眠る前の男の話と、今の状況を見て、男が無理やり二人を従わせていたなど思えない。もっと初対面で落ち着いて対応していればよかった。あの時はそんな心の余裕がなかったなど、言い訳にもならない。
男の頭を抱えるように膝枕をする女性が、私の手と男の手が離れないように握っている。褐色の色をした手は男の手より体温が低い。男の手からは温かい温もりが体に流れ込んでくる。見てすぐわかる治療系の魔素だ。
「何の謝罪か分からんけど、受け取っておくわ」
「……」
「……?」
不機嫌そうな声と目が手を握る女性の後ろから現れ睨まれる。不機嫌そうだけど、敵意は感じない。
赤い瞳の女性からも敵意は感じないが、妙な圧を感じる目で見詰められる。目を逸らしても回り込まれる。何か言いたげなのに何も言ってくれない。訳が分からない。訳が分からないが、私は心配されているようだ。
赤い瞳の女性に膝枕される男に目を向け私は願う。
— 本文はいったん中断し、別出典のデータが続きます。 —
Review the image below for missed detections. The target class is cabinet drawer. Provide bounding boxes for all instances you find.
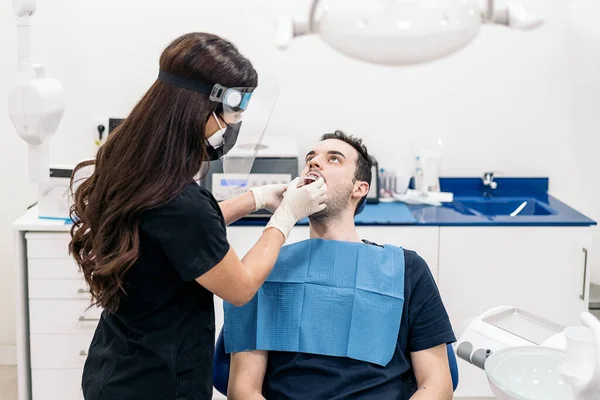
[27,258,83,279]
[31,368,83,400]
[25,232,72,260]
[29,279,92,301]
[29,300,102,335]
[30,334,93,369]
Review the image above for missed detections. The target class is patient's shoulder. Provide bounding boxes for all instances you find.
[404,249,433,283]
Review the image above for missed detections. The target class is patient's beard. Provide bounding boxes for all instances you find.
[308,183,354,225]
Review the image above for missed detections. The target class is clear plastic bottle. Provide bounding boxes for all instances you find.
[415,156,425,193]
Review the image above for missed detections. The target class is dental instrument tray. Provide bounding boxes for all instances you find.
[455,306,565,369]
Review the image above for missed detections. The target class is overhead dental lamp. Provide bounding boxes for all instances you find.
[275,0,543,65]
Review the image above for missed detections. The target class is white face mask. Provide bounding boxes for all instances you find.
[206,112,227,149]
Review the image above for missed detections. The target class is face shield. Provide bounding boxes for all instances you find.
[210,77,279,186]
[159,71,279,187]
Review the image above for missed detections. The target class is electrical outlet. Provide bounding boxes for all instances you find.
[92,118,109,149]
[93,118,124,149]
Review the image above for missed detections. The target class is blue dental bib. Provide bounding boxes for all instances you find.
[223,239,404,366]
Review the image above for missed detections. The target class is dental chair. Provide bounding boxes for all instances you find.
[213,329,458,396]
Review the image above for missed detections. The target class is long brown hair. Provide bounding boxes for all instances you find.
[69,33,258,312]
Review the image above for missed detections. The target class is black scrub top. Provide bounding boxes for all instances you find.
[263,248,456,400]
[82,183,229,400]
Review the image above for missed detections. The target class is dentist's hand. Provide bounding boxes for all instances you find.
[267,178,327,239]
[250,183,288,212]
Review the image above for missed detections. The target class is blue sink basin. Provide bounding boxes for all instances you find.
[453,197,556,217]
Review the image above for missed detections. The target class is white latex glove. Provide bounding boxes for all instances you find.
[267,178,327,239]
[250,183,288,212]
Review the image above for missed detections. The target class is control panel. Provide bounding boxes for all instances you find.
[211,173,292,201]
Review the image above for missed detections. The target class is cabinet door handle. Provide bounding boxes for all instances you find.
[79,315,100,322]
[579,247,587,300]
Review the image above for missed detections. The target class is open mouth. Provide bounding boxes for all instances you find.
[301,172,321,186]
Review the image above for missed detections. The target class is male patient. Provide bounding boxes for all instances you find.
[228,131,456,400]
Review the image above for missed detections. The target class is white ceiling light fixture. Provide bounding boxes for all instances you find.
[276,0,543,65]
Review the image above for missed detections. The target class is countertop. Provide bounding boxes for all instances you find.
[13,178,596,232]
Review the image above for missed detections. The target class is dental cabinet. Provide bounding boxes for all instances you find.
[13,177,595,400]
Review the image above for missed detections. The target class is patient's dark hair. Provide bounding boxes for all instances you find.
[321,130,373,212]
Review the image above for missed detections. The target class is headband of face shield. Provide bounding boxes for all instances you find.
[354,196,367,216]
[158,71,253,161]
[158,71,279,190]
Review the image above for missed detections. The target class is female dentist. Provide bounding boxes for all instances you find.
[69,33,326,400]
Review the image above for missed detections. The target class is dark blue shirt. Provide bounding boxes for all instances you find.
[263,245,456,400]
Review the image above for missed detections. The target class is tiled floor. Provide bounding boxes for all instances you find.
[0,366,17,400]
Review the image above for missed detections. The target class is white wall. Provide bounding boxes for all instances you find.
[0,0,600,345]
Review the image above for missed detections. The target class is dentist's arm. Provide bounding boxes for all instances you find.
[410,344,453,400]
[196,178,327,306]
[219,184,288,225]
[227,350,268,400]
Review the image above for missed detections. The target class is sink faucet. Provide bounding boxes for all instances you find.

早く起きて欲しい、そして今の状況を説明してほしいと。そう願うと、視線の圧が増した気がして、私はもう一度眠りにつくことを決めた。
体は軽く感じるけど、視線の圧に、まだ芯に重りをつけているような感覚を覚えた。
いかがでしたでしょうか?
ラロファは峠を越えたが、頑張ったヨーマはお疲れの様です。